When I saw a teenage Beyoncé play the lead in Carmen: A Hip Hopera, which was made for MTV, I figured there was no limit to how big a star she could become. That wasn’t just a Destiny’s Child-bills-or-jumpin’-voice; that was a voice that could master anything it wanted to. You didn’t place that voice in a category. That voice had categories. So other than racism, which is never a distant explanation in America, I didn’t quite get the blowback when Beyoncé dropped the single “Texas Hold ‘Em” and announced that an album of country music was on the way. After all, this daughter of Texas released the stellar “Daddy Lessons” on the 2016 Lemonade. What country music lover wouldn’t want a follow up? Or what music lover would want to restrict a major African American talent to one genre? You wouldn’t do that to jazz/classical Hubert Laws or Wynton Marsalis. Late in her career, Aretha Franklin took classical piano lessons. Before Jimi Hendrix led the widely successful Jimi Hendrix Experience, he paid dues--and blues—with the likes of Sam Cooke, the Isley Brothers, and Little Richard. Ray Charles could sing anything. Bo Diddley could play anything You couldn’t pull Darryl McDaniels away from rock music during the heyday of Run DMC. Nas sampled Beethoven. Charlie Parker insisted on doing an album backed by strings. Satchmo, Ella, Sarah Trane, the Supremes, and the Temptations recorded show tunes. What didn’t Miles do? They didn’t please everybody, but the opinions of those they didn’t please aren’t important in the long run.
The same applies to Beyoncé. But then this recent blowback really ain’t about the art. It’s about the politics. It’s about blocking access by African Americans, especially African American women it seems, to country music radio. Radio exposure brings the sales, concerts, and tours. Blockage curtails the money opportunities for artists such as Mickey Guyton and Rissi Palmer, who should be much more widely known.

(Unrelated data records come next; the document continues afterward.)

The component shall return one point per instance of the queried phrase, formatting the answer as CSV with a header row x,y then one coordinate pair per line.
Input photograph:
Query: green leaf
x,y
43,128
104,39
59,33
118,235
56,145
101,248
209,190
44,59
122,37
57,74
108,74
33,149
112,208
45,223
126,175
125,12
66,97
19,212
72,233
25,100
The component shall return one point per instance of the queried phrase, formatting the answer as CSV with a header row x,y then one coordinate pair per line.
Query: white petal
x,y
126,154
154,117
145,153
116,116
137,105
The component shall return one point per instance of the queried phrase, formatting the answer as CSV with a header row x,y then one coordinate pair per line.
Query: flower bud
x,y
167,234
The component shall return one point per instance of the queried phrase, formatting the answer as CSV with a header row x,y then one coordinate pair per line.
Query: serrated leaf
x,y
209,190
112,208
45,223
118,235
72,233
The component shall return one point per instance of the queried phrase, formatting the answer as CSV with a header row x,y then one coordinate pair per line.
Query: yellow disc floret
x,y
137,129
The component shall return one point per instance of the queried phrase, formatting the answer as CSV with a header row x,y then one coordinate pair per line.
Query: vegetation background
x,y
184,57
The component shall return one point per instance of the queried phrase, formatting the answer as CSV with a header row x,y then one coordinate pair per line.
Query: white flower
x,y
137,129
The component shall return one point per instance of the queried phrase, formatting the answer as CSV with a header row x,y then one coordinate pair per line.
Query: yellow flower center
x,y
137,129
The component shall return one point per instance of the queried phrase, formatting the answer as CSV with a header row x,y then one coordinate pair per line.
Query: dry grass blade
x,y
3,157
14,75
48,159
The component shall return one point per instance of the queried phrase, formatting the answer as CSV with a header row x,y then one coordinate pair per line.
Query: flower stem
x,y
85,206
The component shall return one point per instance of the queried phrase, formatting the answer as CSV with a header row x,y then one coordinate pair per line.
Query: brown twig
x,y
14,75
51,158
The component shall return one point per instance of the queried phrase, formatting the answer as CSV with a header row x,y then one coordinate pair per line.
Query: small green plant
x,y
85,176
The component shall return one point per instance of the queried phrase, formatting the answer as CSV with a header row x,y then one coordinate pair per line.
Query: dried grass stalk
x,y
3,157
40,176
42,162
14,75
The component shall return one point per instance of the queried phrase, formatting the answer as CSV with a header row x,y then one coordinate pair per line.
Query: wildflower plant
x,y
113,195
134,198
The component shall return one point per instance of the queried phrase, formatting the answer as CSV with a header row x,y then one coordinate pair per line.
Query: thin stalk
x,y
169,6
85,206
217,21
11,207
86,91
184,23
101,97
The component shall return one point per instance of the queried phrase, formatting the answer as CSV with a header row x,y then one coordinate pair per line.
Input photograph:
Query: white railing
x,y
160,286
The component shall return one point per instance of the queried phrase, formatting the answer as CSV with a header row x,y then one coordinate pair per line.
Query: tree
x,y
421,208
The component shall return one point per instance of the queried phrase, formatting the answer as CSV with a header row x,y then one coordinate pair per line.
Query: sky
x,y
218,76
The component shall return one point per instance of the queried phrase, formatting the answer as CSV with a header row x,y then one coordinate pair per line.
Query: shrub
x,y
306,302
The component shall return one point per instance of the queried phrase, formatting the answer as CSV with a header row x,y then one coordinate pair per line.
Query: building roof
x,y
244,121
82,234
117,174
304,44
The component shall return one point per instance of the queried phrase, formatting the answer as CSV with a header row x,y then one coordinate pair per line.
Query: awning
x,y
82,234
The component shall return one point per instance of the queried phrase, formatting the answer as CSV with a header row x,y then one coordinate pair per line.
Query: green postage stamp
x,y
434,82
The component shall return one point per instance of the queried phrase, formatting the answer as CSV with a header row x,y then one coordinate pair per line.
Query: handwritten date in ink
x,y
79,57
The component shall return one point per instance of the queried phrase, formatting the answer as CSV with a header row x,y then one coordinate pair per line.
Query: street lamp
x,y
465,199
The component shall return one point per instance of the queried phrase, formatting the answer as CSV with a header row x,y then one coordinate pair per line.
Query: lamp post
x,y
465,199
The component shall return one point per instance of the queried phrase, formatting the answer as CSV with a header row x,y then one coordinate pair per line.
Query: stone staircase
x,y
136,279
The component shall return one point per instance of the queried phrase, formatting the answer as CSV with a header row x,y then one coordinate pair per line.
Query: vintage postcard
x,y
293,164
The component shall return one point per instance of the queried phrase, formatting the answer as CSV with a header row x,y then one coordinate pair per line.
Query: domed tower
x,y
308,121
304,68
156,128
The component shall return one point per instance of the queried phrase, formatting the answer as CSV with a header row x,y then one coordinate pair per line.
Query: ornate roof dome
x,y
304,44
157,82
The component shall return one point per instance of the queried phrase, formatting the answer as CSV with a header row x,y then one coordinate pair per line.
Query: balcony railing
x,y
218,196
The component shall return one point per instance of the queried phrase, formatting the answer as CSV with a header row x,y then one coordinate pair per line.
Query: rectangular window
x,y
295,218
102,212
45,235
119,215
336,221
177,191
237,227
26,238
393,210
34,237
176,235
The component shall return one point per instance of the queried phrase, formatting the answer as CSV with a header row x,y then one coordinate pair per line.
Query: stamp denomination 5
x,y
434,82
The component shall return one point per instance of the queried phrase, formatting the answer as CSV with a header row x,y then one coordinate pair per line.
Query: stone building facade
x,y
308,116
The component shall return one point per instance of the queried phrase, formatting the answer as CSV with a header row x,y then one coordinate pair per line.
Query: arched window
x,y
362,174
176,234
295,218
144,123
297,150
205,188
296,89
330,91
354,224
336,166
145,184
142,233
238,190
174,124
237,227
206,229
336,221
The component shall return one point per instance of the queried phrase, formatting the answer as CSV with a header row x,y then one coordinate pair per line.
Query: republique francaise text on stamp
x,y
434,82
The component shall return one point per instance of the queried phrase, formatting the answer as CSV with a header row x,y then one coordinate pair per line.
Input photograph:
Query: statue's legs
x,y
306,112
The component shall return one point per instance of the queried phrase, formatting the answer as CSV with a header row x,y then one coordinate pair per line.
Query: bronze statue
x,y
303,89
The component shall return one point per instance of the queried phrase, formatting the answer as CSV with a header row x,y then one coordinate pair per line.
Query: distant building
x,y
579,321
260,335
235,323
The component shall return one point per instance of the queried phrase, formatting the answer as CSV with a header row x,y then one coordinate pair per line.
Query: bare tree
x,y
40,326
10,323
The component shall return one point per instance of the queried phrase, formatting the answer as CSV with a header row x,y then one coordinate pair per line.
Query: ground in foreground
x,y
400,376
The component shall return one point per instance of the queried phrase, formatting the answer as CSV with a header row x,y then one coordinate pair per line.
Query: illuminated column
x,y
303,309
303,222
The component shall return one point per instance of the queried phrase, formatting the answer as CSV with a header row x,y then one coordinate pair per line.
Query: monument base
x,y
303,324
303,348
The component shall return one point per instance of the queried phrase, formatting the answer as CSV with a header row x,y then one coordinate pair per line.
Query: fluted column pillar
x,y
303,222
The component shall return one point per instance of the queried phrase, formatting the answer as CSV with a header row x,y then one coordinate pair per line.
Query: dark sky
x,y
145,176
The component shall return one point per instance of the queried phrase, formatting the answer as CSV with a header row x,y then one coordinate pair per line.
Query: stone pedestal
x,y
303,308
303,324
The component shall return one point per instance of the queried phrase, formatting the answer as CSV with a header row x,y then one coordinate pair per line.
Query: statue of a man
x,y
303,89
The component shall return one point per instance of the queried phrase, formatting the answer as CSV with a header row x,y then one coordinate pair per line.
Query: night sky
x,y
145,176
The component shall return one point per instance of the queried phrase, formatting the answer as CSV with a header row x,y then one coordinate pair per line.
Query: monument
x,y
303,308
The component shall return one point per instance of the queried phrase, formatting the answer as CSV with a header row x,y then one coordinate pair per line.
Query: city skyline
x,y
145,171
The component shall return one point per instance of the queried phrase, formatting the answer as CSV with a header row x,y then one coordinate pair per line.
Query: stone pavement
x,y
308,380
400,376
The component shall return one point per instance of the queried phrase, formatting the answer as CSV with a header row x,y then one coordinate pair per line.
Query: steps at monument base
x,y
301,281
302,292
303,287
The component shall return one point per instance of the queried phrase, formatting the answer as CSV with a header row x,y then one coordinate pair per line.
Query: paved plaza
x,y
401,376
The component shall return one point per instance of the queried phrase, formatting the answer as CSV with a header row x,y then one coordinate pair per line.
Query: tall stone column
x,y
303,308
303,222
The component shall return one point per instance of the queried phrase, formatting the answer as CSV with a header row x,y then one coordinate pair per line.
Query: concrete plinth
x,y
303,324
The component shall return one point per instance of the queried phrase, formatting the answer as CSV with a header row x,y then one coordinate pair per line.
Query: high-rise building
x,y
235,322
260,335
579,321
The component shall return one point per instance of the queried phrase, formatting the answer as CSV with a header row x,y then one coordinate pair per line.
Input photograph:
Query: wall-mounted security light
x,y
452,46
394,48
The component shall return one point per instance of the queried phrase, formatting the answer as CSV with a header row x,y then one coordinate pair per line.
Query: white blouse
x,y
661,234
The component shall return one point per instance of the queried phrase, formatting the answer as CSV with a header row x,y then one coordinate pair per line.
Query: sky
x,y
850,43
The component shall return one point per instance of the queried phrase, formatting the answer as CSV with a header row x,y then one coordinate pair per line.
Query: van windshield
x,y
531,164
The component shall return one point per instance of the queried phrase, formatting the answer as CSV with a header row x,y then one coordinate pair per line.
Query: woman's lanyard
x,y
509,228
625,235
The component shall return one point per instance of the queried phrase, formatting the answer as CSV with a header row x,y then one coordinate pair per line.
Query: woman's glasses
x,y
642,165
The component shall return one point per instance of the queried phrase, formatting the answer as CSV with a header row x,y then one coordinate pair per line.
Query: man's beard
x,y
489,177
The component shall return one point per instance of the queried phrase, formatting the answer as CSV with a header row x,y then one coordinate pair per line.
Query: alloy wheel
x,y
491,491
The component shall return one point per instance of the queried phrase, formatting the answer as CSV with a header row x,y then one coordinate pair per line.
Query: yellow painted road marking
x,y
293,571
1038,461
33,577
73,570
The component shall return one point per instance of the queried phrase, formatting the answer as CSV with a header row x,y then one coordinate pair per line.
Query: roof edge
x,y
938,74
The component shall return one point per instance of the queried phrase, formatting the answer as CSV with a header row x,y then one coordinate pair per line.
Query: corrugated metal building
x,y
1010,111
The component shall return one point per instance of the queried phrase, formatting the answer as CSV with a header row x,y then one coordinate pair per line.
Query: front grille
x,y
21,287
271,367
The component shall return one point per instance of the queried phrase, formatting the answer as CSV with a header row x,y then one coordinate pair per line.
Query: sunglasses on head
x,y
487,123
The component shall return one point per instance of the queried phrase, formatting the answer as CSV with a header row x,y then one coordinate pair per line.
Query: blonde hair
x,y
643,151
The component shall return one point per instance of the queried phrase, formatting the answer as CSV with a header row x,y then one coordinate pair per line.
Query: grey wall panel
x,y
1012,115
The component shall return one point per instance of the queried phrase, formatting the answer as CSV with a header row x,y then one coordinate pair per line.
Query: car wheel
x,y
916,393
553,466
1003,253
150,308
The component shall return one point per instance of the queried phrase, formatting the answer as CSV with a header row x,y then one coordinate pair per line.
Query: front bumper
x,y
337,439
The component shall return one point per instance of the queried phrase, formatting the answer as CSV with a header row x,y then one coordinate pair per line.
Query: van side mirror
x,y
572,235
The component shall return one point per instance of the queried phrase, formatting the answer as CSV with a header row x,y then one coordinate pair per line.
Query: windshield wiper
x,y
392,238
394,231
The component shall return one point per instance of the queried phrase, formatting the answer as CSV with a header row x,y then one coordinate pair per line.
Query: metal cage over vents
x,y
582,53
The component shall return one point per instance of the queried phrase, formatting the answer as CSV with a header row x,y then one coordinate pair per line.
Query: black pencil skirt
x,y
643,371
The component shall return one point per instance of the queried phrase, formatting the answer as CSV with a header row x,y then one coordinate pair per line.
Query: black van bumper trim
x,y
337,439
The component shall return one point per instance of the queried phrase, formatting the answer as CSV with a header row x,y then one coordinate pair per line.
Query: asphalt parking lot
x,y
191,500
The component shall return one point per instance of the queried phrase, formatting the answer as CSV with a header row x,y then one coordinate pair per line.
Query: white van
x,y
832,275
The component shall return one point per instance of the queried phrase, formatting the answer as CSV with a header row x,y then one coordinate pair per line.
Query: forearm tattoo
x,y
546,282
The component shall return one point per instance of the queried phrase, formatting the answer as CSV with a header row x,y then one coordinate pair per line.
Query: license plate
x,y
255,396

Fortunately, for Beyoncé, the controllers of country music can’t block her action. As an international megastar, exposure is not her problem. After all, “Daddy Lessons,” as country a song as there ever was, wasn’t marketed as one. No worries for Bey. Lemonade sold 2.5 million copies and the associated Formation World Tour raked in a quarter billion at the box office.
Contemporary country music has formidable female singers no doubt. I mostly catch them in Cracker Barrel---Carrie Underwood (also an accomplished gospel singer), Lainey Wilson, and Little Big Town, to name only a few. However, Beyoncé can more than hang if she wants and maybe break down some barriers while she’s at it. She should.